Replace string in rule

Graylog Central (peer support)
1

I know its Xmas (Merry Xmas everyone) but this post is a testament to how frustrated I am. I am sure this is a dumb question but I have spent two days on this.

Use Case:
I have a regex that I use to get some values out a Snort log. It works 99% but for one field. There is a destination port: dst_port. If I use regex101.com this value is extracted and is shown as Group 9 (if you count as an array starting at 0). I am doing a normal:

set_field("dst_port", m["9"]);
9 = the grouping of the result. All other results work per their grouping numbers.

Example:

set_field("src_port", m["5"]); works

I then thought maybe for some reason this datatype is different and tried:

set_field("dst_port", to_long(m["9"])); - in case its a datatype formatting issue for whatever reason and that doesn’t help.

It then lead me to a “quick fix” I also store the port number with the " : " as I use that for something else so example:
:8080 or :8180
I added a second stage to the pipeline (the rule explained above is 0 Stage) that had the following code using a replace:

rule "remove :"
when
has_field("message")
then
let dst_port = regex_replace(":", to_string($message.message), "");
end

Now I don’t know if I am understanding the documentation incorrectly for both how you run rules in stages as well as the syntax for the regex_replace function. But it does not remove the " : " from the :<port_number> – what I am trying to do is transform :8080 to just 8080 and there I have a usable port number.

The rule is pretty simple - set / let the dst_port be the outcome of the regex above. The regex above is simple find " : " and replace it with " " (nothing) to remove the " : " at the beginning of the string.

Now:

  1. The normal set_field("dst_port", m["9"]); should be working off the bat… so I was trying the second rule (and learning at the same time)
  2. The second rule with regex_replace doesn’t seem to do anything at all. I know I am using $message.message which is the entire message not just that section of the message. This was desperation as well as I wasn’t sure if I did $message.long_dst_port (this stores the :8080) if it would reference or look at that field that was set in rule 1.

Would really appreciate the help or pointers. This thing is driving me crazy and I am sure its something so stupid that I am missing.

2

if you want to remove something from the field dst_port you need to put that in the regex_replace rule.

Even when the tests do not use the naming of the variables ( https://github.com/Graylog2/graylog2-server/blob/master/graylog2-server/src/test/resources/org/graylog/plugins/pipelineprocessor/functions/regexReplace.txt ) I would write pattern, string and replacement into the rule.

http://docs.graylog.org/en/3.1/pages/pipelines/functions.html#regex-replace

Personal I would check if I can replace the : with a specific character first. “nothing” might be handled different and maybe just replcae that with a woudl show you if the logic is working at all.

You did not share your first rule at all so it is not possible to help with that.

3

Thank you very much @jan I finally to work what I did -

First:
After I set the field for the original data :8080
I then create variable with that value:
let desp = m(4); ——- m(4) being the group in the regex.
This gave me a variable to work with.

Then at the end of setting fields I then create another variable:
let dest_fix regex.replace = (, m(4), “”)

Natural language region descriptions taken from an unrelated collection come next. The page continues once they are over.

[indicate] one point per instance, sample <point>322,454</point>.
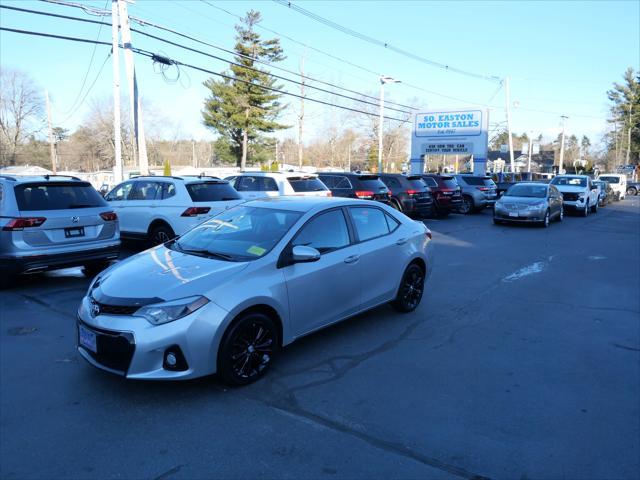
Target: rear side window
<point>391,182</point>
<point>417,184</point>
<point>306,184</point>
<point>57,196</point>
<point>430,181</point>
<point>325,233</point>
<point>145,190</point>
<point>211,192</point>
<point>449,182</point>
<point>479,181</point>
<point>256,184</point>
<point>369,222</point>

My regex was also wrong so fixed that…

Then set the dst_port to the fixed value 8080.
Set_field dst_port = dest_fix.

This works I get a clean 8080 in the value.

Just a question for my understanding in setting a variable in the regex,replace when you use $message., after you set a field cam you reference it in regex.replace with $message.<field_name> or does one have to first set a variable for it like I did above and reference that.

Just want to follow the best method.

4

after you set a field cam you reference it in regex.replace with $message.<field_name> or does one have to first set a variable for it like I did above and reference that.

both is possible. No good or bad is given here. Take what you can better read.

5

This topic was automatically closed 14 days after the last reply. New replies are no longer allowed.